EcoSta 2024: Start Registration
View Submission - EcoSta2024
A0167
Title: Innovative unsupervised approach for simultaneous subgroup recovery and group-specific feature identification Authors:  Wen Zhou - New York University (United States) [presenting]
Xiwei Tang - University of Virginia (United States)
Lyuou Zhang - Shanghai Univeristy of Finance and Economics (China)
Lulu Wang - Gilead Sciences (United States)

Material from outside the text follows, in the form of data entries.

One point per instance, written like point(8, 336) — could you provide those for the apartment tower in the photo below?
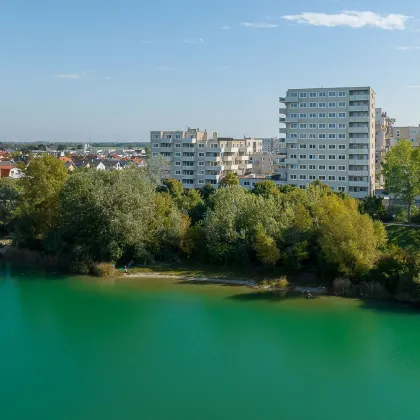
point(197, 159)
point(330, 136)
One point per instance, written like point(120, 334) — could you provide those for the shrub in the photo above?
point(105, 270)
point(342, 286)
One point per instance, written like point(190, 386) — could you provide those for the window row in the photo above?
point(323, 94)
point(321, 115)
point(318, 157)
point(318, 105)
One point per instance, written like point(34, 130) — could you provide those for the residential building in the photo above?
point(411, 133)
point(270, 145)
point(383, 132)
point(330, 136)
point(196, 159)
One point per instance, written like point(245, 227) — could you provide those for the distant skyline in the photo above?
point(94, 71)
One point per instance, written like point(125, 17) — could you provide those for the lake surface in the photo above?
point(74, 348)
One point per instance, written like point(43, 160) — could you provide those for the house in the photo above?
point(16, 173)
point(5, 167)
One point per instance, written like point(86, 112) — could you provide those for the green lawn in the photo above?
point(404, 236)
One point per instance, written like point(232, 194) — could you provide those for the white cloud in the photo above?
point(259, 25)
point(406, 48)
point(194, 41)
point(353, 19)
point(165, 68)
point(73, 76)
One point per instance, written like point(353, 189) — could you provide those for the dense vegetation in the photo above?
point(91, 217)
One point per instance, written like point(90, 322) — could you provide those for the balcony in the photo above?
point(364, 118)
point(359, 108)
point(359, 97)
point(215, 168)
point(359, 130)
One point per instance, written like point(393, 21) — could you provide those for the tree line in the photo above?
point(90, 217)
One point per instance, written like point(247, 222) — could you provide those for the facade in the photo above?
point(408, 133)
point(383, 133)
point(197, 159)
point(330, 136)
point(270, 145)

Abstract: Simultaneously identifying heterogeneous subgroups and the informative features defining them, especially in the absence of responses and with a plethora of features, has long been a challenge in various domains, including omics studies, clinical research, etc. Existing methods have either focused narrowly on global informative features or performed feature selection and group recovery as separate tasks, overlooking their interactions. Such methods might miss scientifically relevant information and lead to suboptimal feature identification and subgroup recovery solutions. To overcome these limitations, a novel unsupervised learning approach is introduced, PAirwise REciprocal fuSE (PARSE), which concurrently pinpoints cluster-specific informative features and conducts high-dimensional clustering. The method employs a new regularization that heavily penalizes features with minor differences across clusters, thus avoiding selecting less informative features that define clusters. The oracle property of PARSE is obtained, and lower bounds for clustering and cluster-specific feature identification are established, affirming the method's optimality in both aspects. For implementations, a computationally efficient enhanced expectation-maximization algorithm is devised. Extensive numerical studies and analysis on identifying gene signatures in human pancreatic cell subtypes using scRNAseq data showcase PARSE's superiority over existing methods.